Направляемый автопилотом, Ту-2 летел над облаками.

Прошла минута — катапульта не стреляла. Минуло еще пять…

— Эх, будь что будет! — решил Телюков. Поставив ноги на педали, он выключил автопилот и взял управление в свои руки.

— Я — Дракон. Дайте пеленг, решил идти на свою точку.

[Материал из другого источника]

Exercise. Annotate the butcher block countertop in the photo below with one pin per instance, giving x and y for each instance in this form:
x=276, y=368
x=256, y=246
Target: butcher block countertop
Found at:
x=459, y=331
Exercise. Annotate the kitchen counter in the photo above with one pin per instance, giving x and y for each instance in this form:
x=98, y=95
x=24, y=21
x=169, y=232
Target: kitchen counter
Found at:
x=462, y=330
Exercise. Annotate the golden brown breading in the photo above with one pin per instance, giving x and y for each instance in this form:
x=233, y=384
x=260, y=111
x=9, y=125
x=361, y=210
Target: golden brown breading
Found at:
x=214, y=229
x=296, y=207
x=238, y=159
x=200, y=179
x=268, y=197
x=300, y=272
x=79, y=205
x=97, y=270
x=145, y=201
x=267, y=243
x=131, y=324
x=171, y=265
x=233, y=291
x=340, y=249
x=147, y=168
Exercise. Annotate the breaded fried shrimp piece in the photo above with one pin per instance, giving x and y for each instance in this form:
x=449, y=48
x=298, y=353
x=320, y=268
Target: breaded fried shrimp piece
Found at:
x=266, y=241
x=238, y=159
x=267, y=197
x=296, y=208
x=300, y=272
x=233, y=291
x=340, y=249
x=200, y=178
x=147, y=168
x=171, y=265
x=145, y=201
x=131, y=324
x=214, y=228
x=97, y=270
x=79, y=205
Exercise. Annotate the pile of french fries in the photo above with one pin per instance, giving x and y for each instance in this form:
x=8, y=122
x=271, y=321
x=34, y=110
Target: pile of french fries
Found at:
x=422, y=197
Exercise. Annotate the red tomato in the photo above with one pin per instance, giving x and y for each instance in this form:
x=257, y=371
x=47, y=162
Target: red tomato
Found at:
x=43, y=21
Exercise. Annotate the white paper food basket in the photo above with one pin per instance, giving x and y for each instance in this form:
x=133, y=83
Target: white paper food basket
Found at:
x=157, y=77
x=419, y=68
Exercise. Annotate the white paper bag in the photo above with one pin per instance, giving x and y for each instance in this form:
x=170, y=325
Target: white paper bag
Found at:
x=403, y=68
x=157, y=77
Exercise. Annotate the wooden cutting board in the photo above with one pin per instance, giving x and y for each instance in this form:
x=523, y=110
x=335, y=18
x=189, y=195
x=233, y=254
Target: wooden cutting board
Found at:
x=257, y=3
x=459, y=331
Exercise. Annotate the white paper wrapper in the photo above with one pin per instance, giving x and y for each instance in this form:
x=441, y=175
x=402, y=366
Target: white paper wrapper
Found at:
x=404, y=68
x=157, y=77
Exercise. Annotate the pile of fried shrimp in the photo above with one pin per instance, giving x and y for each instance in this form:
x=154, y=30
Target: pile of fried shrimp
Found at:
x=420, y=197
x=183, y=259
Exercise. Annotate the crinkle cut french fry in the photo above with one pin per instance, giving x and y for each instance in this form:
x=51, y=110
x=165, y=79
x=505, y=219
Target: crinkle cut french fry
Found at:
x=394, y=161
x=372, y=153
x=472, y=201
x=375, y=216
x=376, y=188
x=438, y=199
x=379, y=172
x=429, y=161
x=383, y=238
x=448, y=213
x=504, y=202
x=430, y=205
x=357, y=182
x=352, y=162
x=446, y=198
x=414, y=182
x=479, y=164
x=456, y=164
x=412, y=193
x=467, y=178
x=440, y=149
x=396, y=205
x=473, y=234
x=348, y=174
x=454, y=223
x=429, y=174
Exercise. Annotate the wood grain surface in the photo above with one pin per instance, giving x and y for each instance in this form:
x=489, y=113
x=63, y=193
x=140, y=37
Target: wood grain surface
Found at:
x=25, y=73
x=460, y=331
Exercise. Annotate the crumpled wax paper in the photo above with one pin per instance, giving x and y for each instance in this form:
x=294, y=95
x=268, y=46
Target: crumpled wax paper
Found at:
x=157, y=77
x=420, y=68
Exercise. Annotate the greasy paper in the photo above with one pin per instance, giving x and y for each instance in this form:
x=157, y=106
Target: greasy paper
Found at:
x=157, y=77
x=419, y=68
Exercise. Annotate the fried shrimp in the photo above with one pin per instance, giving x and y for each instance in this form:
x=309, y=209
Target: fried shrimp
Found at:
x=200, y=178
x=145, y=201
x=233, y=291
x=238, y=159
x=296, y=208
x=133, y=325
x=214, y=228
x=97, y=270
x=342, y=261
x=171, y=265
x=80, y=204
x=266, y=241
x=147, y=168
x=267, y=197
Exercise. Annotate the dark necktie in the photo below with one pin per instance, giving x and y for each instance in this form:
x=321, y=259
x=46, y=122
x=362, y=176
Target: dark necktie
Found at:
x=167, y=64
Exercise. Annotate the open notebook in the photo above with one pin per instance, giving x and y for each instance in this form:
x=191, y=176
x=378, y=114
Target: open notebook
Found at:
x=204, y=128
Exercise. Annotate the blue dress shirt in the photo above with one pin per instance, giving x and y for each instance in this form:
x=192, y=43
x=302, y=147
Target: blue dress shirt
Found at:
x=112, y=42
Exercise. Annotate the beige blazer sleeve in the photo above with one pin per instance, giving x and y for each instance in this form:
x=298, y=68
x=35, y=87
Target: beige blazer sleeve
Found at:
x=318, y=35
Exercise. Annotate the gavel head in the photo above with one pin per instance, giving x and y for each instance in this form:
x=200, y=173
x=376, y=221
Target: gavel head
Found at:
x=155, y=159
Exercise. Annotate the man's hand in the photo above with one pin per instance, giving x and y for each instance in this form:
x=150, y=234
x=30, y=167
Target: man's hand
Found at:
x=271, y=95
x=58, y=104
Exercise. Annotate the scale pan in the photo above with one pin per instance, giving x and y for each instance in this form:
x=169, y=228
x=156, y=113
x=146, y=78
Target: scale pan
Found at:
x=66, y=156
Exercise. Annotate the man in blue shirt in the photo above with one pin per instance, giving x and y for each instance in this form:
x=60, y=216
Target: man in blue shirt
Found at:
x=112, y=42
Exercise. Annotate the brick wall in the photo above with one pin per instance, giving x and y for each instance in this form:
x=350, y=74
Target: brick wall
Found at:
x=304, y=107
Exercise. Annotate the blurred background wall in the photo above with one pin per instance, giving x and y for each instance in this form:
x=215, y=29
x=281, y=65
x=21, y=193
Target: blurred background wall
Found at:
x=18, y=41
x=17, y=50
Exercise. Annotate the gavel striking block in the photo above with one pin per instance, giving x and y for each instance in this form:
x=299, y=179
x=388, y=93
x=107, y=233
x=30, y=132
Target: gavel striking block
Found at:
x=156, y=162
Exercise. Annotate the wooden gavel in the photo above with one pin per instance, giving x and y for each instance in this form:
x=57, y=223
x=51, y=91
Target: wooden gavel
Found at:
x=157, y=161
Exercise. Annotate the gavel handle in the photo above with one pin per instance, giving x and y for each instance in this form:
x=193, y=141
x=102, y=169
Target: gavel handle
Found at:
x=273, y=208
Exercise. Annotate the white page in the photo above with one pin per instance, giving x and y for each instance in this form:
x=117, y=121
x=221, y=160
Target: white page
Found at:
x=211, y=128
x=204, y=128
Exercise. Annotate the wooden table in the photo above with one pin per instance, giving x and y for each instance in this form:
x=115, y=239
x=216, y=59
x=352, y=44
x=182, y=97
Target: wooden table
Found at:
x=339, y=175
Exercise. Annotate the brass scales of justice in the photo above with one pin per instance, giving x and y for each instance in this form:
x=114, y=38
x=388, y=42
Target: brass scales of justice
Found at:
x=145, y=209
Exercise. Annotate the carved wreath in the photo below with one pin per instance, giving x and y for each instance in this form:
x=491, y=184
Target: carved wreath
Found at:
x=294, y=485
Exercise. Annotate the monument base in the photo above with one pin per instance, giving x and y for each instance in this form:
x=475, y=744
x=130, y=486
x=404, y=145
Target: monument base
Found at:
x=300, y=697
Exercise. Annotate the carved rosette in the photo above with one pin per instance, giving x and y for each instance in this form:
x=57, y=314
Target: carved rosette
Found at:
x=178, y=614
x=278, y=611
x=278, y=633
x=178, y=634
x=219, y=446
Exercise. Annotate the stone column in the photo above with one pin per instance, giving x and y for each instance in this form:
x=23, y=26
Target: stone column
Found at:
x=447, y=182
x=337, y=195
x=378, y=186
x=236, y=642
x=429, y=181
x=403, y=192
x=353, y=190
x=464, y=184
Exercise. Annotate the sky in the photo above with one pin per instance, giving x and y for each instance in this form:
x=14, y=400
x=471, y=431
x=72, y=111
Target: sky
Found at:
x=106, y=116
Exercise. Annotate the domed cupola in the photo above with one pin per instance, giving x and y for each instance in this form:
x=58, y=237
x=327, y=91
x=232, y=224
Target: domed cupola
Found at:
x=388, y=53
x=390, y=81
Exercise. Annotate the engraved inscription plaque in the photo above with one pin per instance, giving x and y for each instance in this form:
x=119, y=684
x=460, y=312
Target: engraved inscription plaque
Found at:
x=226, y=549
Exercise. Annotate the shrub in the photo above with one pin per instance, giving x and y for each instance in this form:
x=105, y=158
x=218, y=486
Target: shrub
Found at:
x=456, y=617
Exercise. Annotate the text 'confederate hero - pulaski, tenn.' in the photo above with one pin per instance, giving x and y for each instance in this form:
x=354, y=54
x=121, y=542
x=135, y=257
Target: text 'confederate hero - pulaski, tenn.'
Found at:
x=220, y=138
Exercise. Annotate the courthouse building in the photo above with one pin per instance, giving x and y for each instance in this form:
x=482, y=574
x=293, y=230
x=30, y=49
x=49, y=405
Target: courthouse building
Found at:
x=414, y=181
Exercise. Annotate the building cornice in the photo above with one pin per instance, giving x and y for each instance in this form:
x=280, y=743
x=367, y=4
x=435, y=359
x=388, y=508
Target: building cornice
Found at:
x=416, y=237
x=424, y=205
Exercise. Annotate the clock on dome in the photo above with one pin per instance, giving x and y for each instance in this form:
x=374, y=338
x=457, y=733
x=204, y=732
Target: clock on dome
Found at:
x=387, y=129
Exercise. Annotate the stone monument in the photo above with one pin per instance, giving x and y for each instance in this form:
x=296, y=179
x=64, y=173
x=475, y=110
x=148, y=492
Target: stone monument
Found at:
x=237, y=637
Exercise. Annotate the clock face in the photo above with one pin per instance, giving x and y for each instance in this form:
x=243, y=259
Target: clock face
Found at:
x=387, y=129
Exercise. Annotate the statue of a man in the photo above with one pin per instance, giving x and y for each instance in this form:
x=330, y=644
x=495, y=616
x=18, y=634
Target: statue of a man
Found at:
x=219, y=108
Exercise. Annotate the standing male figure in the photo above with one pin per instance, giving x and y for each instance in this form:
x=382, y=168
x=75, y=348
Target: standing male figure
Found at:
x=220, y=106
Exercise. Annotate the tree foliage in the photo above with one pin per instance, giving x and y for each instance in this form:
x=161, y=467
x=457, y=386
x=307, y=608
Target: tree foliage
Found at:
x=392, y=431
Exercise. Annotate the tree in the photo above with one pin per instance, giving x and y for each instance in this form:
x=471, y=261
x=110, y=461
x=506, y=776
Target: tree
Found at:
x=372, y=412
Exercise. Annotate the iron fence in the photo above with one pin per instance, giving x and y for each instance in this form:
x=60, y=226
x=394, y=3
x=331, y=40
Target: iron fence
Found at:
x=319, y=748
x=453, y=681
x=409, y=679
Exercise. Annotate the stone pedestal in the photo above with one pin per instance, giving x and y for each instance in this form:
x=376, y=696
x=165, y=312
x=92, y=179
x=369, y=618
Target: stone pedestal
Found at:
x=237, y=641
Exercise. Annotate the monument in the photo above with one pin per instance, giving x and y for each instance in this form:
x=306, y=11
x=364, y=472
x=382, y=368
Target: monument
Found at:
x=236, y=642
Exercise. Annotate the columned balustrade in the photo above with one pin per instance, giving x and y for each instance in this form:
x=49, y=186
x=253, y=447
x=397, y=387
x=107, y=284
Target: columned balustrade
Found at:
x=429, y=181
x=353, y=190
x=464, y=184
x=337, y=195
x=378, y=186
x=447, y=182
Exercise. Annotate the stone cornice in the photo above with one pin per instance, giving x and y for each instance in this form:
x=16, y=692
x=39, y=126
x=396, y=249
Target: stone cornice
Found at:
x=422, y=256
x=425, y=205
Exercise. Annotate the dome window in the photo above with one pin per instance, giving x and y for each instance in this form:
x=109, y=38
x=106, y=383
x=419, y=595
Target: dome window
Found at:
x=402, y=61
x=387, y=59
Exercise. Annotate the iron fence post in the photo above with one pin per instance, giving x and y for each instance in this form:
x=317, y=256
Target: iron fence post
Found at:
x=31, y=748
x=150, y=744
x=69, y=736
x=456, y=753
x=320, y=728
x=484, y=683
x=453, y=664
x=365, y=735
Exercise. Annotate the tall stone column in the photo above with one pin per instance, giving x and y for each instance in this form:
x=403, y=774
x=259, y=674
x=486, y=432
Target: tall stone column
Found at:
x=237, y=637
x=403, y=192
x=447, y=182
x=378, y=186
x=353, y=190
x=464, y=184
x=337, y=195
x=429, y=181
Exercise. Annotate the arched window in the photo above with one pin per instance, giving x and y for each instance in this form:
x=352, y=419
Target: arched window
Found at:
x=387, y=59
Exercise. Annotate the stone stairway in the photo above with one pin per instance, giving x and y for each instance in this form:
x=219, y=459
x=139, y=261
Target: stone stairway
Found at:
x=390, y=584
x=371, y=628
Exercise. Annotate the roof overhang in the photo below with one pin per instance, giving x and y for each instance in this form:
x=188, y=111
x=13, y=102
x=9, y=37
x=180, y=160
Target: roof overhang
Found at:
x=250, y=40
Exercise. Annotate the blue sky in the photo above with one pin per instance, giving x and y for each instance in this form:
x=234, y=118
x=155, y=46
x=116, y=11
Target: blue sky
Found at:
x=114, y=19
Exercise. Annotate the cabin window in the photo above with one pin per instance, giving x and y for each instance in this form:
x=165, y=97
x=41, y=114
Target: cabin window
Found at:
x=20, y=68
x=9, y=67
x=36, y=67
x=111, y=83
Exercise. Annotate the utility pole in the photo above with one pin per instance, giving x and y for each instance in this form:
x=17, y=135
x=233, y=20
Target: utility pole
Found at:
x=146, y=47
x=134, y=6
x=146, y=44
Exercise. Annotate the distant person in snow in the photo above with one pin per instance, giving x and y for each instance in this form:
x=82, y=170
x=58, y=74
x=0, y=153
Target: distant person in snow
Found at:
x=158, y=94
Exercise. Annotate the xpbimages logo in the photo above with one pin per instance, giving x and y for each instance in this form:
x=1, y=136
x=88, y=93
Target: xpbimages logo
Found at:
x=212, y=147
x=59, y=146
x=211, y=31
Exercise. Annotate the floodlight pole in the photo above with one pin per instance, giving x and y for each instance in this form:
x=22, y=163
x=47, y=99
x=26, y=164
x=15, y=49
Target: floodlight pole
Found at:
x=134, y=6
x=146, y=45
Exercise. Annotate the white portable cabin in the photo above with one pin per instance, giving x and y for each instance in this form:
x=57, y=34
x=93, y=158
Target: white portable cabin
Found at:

Оператор радиопеленгатора дал летчику курс на точку. Что же случилось с катапультой? Об этом не так уж трудно было догадаться. Произошла осечка, пиропатрон не выстрелил. Но ведь он может выстрелить в любое мгновение… Особенно опасно при посадке. Толчок колесами о землю передастся стреляющему механизму. Если разобьется капсюль, выстрел неминуем.

«Да, твоя песенка спета», — думал Телюков. Порой его охватывало отчаяние. Руки, сжимавшие штурвал, покрылись холодным и липким потом — это было впервые в его жизни. Стучало в висках. Голова становилась временами непонятно легкой, какой-то невесомой и неощутимой.

Но присутствие духа не покидало его. Непостижимая разуму внутренняя сила, присущее ему мужество упорно преодолевало страх.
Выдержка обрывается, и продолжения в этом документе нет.